Nagare has been the design mantra at Mazda since the series of concepts kicked off in 2006 with the eponymous show car, each influenced by flowing waves and patterns from nature. But since the departure of design chief Laurens van den Acker, who defected to Renault, the Japanese company is looking for a fresh direction, CAR understands.
So when will we see the new Mazda design concept?
At a Mazda 'Design Forum' to be held in Italy in September 2010. We're not clear yet what sort of vehicle the concept car will be, but it could be a concept of a production car after a run of wacky, far-out-there show stoppers. Its public debut will be at the Paris motor show the following month.

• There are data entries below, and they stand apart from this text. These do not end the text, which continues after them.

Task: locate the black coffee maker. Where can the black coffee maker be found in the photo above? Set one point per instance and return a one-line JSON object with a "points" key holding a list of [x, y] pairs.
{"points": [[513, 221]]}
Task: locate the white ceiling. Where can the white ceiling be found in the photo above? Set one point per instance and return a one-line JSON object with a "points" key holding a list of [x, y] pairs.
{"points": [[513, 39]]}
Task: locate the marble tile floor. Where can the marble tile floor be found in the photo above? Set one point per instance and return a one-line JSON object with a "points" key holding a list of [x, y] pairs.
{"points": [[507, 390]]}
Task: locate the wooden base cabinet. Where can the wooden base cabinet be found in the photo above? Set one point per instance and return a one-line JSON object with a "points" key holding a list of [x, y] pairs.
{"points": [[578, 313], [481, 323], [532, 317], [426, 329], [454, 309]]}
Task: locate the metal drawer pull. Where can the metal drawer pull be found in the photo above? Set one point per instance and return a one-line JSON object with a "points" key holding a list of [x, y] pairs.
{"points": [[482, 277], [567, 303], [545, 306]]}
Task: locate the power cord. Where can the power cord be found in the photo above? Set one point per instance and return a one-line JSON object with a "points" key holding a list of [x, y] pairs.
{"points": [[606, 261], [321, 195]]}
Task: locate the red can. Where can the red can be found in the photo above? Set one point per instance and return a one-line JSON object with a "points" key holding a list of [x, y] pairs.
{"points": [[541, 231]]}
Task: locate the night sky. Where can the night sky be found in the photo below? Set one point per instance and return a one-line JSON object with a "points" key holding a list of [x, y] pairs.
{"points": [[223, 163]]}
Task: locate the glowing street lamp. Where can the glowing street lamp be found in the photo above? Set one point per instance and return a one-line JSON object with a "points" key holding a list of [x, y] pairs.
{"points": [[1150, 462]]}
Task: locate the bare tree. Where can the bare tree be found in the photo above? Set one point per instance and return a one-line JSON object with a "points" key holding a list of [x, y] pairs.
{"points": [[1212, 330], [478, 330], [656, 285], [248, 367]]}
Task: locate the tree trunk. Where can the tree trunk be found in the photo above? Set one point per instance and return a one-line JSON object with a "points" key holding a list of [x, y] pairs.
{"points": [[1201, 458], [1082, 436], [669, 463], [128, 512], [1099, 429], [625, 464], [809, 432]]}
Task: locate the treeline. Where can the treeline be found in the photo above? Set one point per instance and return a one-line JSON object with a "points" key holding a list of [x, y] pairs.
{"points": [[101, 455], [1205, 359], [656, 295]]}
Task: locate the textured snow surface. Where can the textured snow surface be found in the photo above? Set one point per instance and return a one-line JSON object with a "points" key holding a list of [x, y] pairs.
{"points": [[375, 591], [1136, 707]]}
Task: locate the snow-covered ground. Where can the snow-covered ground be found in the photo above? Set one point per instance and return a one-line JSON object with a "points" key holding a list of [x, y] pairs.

CAR understands that the new concept car, designed under the tutelage of new design chief Ikuo Maeda (pictured with an earlier show car), will set the template for future production Mazdas. The emphasis will be on lighter, elegant cars – with high quality espoused through the design inside and out.
The old-school Nagare vision will influence the new Mazda 5 people carrier arriving in showrooms in autumn 2010, but we expect future production Mazdas to water down the strange flowing lines that distinguish the flanks of this mid-sized MPV. Senior executives admit that Nagare worked well on dramatic show cars but less well on fussy bread-and-butter road cars.
Ikuo Maeda: a brief history
Maeda, a Mazda lifer, succeeded van den Acker in April 2009. He has Mazda in his blood; his father styled the original RX-7 back in the 1970s.
Maeda's CV includes a brief stint at then-major shareholder Ford, but the majority of his career has been played out at Mazda, where he was responsible for the 2 and the RX-8 sports car.
Should be interesting to see how he stamps his mark on the next generation of Mazda family cars and sports cars.